Purine nucleoside library

The nucleoside scaffold has traditionally been considered a privileged scaffold for the discovery of antiviral and antitumor agents. This has resulted in the FDA-approval or clinical use of 43 nucleoside analogues. Therefore, it can be stated that the evaluation of nucleoside libraries remains a potential source to identify interesting starting points for further development in these indications. Particularly, the evaluation of new or underexplored modifications to the nucleoside scaffold is of interest.

Extensive literature evaluation (published journal articles and patent literature) uncovered significant ‘gaps’ in prepared nucleoside analogues (e.g. several sugar-ring modifications have only been explored with a pyrimidine nucleobase; the sugar ring of some purine nucleoside analogues was never thoroughly investigated). Additionally, the evaluation of libraries containing purine C-nucleosides, analogues that feature a carbon atom as the connecting element to the sugar, as opposed to the canonical nitrogen, has been seldom performed. Thus, in the LMC we have taken a ligand-based approach to construct a purine nucleoside library, based on the primary structure of the nucleoside (‘sugar ring’ and ‘nucleobase’) as the design principle.

In this regard, several sugar ring and heterocycle scaffolds were separately selected, then recombined and the corresponding nucleoside synthesized to create library members. The inclusion of scaffolds was inspired by their presence in the structure of FDA-approved nucleoside drugs, advanced clinical candidates or from other known bioactive scaffolds. This latter group was mainly inspired by so-called nucleoside antibiotics such as tubercidin (7-deazaadenosine) and cordycepin (3’-deoxyadenosine). An overview of the current nucleoside library is depicted in Figure 1.

 

Figure 1: Overview of nucleoside modifications present in the LMC purine library.

Currently, our library consists of over 600 novel and structurally diverse purine nucleoside analogues.
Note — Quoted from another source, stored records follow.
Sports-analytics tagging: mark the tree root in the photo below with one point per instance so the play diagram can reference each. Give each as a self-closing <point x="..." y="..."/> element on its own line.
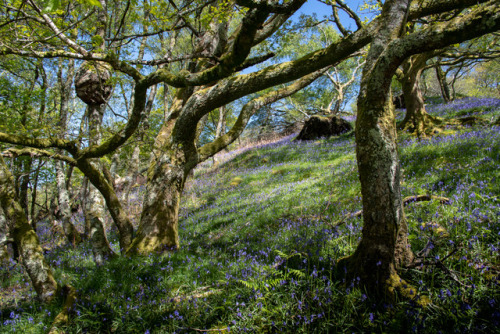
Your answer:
<point x="396" y="284"/>
<point x="62" y="318"/>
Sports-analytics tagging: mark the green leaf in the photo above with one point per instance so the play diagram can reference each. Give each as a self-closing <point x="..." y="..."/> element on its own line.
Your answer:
<point x="52" y="5"/>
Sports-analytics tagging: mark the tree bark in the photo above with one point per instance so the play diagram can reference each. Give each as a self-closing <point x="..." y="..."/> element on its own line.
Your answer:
<point x="443" y="84"/>
<point x="72" y="235"/>
<point x="374" y="261"/>
<point x="416" y="119"/>
<point x="95" y="207"/>
<point x="4" y="237"/>
<point x="26" y="239"/>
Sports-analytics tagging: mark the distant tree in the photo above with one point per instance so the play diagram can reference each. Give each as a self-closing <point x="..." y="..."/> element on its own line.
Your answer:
<point x="205" y="75"/>
<point x="384" y="244"/>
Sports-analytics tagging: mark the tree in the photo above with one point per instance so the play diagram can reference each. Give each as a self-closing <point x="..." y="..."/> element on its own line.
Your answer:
<point x="384" y="245"/>
<point x="205" y="75"/>
<point x="25" y="238"/>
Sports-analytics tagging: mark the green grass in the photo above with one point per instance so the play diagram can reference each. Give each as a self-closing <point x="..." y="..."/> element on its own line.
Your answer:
<point x="260" y="255"/>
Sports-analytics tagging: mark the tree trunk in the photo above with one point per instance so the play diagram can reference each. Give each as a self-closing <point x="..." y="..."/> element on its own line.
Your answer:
<point x="383" y="242"/>
<point x="443" y="84"/>
<point x="26" y="239"/>
<point x="416" y="119"/>
<point x="4" y="237"/>
<point x="158" y="230"/>
<point x="95" y="204"/>
<point x="131" y="177"/>
<point x="72" y="234"/>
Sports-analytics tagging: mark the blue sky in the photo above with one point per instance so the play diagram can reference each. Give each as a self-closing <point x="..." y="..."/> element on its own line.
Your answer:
<point x="314" y="6"/>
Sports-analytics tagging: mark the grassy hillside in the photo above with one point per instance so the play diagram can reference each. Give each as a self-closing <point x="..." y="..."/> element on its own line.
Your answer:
<point x="262" y="229"/>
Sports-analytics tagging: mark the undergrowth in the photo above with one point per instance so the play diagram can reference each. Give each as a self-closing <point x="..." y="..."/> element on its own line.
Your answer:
<point x="259" y="255"/>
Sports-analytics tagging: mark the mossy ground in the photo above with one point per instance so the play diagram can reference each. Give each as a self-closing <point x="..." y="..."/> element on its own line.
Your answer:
<point x="260" y="256"/>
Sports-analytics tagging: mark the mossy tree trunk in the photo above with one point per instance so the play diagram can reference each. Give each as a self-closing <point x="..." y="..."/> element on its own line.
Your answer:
<point x="4" y="237"/>
<point x="384" y="242"/>
<point x="72" y="235"/>
<point x="416" y="119"/>
<point x="443" y="84"/>
<point x="25" y="238"/>
<point x="176" y="155"/>
<point x="374" y="261"/>
<point x="95" y="204"/>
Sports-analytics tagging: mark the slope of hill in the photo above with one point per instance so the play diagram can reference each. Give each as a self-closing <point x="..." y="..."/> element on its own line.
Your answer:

Additionally, the LMC has access to significant amounts of advanced intermediates for the swift generation of follow-up analogues to enable hit expansion/lead optimization efforts.

As a proof-of-principle for the potential usefulness of this purine nucleoside library, these analogues have been extensively profiled for activity against pathogenic protozoa, such as the kinetoplastid parasites Trypanosoma brucei spp., Trypanosoma cruzi and Leishmania spp. This screening has resulted in a significant hit rate of ~5-8% confirmed hits, of which several series were subsequently optimized to yield lead analogues showing promising activity in relevant animal models after oral dosing.1-4

 

References

  1. Hulpia, F.;  Van Hecke, K.;  Franca da Silva, C.;  da Gama Jaen Batista, D.;  Maes, L.;  Caljon, G.;  de Nazare, C. S. M.; Van Calenbergh, S., Discovery of novel 7-aryl 7-deazapurine 3'-deoxy-ribofuranosyl nucleosides with potent activity against Trypanosoma cruzi. J. Med. Chem. 2018, 61 (20), 9287-9300.
  2. Hulpia, F.;  Campagnaro, G. D.;  Scortichini, M.;  Van Hecke, K.;  Maes, L.;  de Koning, H. P.;  Caljon, G.; Van Calenbergh, S., Revisiting tubercidin against kinetoplastid parasites: aromatic substitutions at position 7 improve activity and reduce toxicity. Eur. J. Med. Chem. 2019, 164, 689-705.
  3. Hulpia, F.;  Mabille, D.;  Campagnaro, G. D.;  Schumann, G.;  Maes, L.;  Roditi, I.;  Hofer, A.;  de Koning, H. P.;  Caljon, G.; Van Calenbergh, S., Combining tubercidin and cordycepin scaffolds results in highly active candidates to treat late-stage sleeping sickness. Nat. Commun. 2019, 10 (1), 5564.
  4. Lin, C.;  Hulpia, F.;  da Silva, C. F.;  Batista, D.;  Van Hecke, K.;  Maes, L.;  Caljon, G.;  Soeiro, M. N. C.; Van Calenbergh, S., Discovery of pyrrolo[2,3-b]pyridine (1,7-dideazapurine) nucleoside analogues as anti-Trypanosoma cruzi agents. J. Med. Chem. 2019, 62 (19), 8847-8865.